NASA scientists believe that Bennu is the end result of a massive collision between two objects. The loose material leftover from the crash collected into a ball, which then drew more and more debris thanks to the pull of gravity, eventually forming the asteroid we see today. Bennu’s incredibly dirty, debris-strewn surface is a great hint that the asteroid has messy insides as well.
NASA has studied the asteroid Vesta in depth. It’s a large rock in the asteroid belt between Mars and Jupiter, and parts of it have even fallen to Earth. The Bennu research team managed to find parts of Vesta on Bennu’s surface, but how exactly did they end up there? NASA has a theory.
“Our leading hypothesis is that Bennu inherited this material from its parent asteroid after a vestoid (a fragment from Vesta) struck the parent,” Hannah Kaplan of NASA’s Goddard Space Flight Center said in a statement. “Then, when the parent asteroid was catastrophically disrupted, a portion of its debris accumulated under its own gravity into Bennu, including some of the pyroxene from Vesta.”
Okay, so Bennu didn’t hit Vesta, but rather collected material from a collision between a chunk of Vesta and a separate body. That’s just a theory, of course, but it appears to be the most plausible one at the moment.
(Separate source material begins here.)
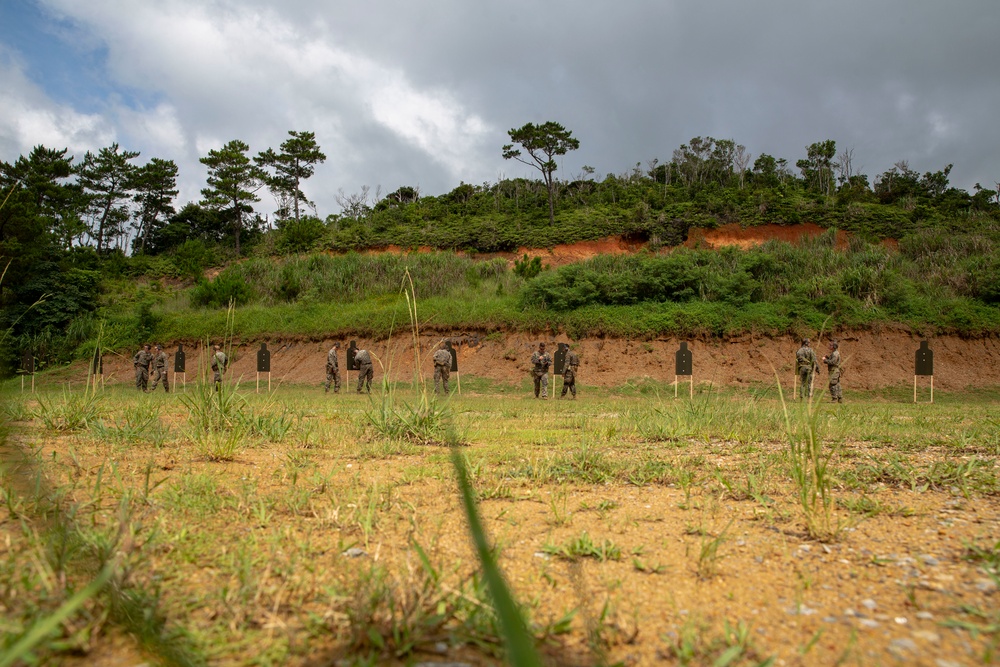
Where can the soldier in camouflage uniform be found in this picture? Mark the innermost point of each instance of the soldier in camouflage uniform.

Apparently, this kind of cross-contamination is common across many different asteroids. As NASA explains:
Observations reveal it’s not unusual for an asteroid to have material from another asteroid splashed across its surface. Examples include dark material on crater walls seen by the Dawn spacecraft at Vesta, a black boulder seen by the Hayabusa spacecraft on Itokawa, and very recently, material from S-type asteroids observed by Hayabusa2 at Ryugu. This indicates many asteroids are participating in a complex orbital dance that sometimes results in cosmic mashups.
This begs the question as to whether surface samples from these asteroids will be entirely useful if they’re tainted with material from other space rocks. Still, having the material on Earth to study will surely yield some new discoveries.